Background/Purpose: The endocannabinoid system (ECS) is comprised of two evolutionary conserved cannabinoid receptors 1 and 2 (CB1 and CB2) which participate in pain management through G_αi/o mediated signaling. Recent studies show that the expression of CB2, not CB1, is upregulated at both the mRNA and protein levels in rheumatoid arthritis synovial fibroblasts (RASFs) as compared to normal synovial fibroblasts, however, the role the ECS receptors in pro-inflammatory cytokine signaling in RASFs remains poorly understood. In the present study, we used a selective agonist of CB2 (JWH-133) to characterize the role of CB2 activation in interleukin-1β (IL-1β)-induced inflammation in human RASFs.

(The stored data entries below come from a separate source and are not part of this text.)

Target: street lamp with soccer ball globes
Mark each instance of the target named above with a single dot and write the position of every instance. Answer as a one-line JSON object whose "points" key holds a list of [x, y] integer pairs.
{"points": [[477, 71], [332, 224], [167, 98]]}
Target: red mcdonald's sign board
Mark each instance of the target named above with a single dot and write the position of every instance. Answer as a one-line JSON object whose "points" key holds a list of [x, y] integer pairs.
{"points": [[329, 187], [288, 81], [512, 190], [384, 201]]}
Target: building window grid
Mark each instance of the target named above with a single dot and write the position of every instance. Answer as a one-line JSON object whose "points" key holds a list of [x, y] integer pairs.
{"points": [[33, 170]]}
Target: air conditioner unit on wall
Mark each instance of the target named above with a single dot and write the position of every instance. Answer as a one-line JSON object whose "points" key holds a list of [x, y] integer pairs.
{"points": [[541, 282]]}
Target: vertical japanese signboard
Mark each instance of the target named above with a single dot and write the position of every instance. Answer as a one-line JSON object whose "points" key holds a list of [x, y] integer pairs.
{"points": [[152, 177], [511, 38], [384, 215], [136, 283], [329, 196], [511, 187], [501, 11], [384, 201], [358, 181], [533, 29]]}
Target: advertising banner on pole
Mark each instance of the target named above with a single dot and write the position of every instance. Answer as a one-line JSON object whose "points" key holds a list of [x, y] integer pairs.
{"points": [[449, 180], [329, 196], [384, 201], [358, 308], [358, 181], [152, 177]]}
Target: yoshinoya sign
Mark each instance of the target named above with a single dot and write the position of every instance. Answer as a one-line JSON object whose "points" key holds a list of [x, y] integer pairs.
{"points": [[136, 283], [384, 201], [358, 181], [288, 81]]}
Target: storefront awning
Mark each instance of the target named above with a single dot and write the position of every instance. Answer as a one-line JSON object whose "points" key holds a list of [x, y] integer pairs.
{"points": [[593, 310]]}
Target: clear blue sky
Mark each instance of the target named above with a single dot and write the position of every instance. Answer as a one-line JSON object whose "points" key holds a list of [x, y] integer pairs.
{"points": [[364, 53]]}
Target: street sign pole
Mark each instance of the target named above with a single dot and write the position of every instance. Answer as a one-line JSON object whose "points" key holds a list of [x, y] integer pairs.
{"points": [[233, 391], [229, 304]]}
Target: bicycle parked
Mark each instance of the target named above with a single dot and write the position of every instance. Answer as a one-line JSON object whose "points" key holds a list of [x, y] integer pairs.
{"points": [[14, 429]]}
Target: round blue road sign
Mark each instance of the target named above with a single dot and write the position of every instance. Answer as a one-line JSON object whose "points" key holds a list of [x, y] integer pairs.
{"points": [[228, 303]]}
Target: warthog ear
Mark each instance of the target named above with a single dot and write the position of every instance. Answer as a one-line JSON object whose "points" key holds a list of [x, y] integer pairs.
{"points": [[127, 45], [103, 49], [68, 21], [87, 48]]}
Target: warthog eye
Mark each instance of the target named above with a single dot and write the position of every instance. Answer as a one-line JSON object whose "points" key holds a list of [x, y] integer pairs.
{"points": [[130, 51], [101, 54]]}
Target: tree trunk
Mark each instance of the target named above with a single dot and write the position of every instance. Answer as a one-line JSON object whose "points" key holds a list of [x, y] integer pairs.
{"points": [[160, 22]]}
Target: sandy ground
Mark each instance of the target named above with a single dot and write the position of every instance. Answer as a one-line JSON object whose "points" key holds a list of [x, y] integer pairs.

Methods: Human RASFs were obtained from patients diagnosed with RA according to the ACR guidelines (8 female, 2 male, average age 47.7 ± 5.7 years). Human RASFs were pre-treated with JWH-133 (10-20 µM) for 10 minutes prior to the addition of IL-1β (10 ng/mL) stimulation for 30 minutes for signaling studies or for 24 hours to evaluate the inflammatory mediators. The role of CB2 in IL-1β signaling was examined by employing a small interfering RNA (siRNA) method or using overexpression plasmid specific for CB2. Conditioned media was used for the quantification of IL-6 and IL-8 by ELISA and cell lysates were prepared for the analysis of IL-1β signaling proteins and nuclear translocation of transcription factors NF-κBp65 or AP-1 using Western immunoblotting. To study protein-protein interactions, RASFs treated with JWH-133 or IL-1β were incubated with TAK-TAB_V5 protein. Associated partners were pulled down by immunoprecipitation of V5 beads and analyzed using a Western blotting method.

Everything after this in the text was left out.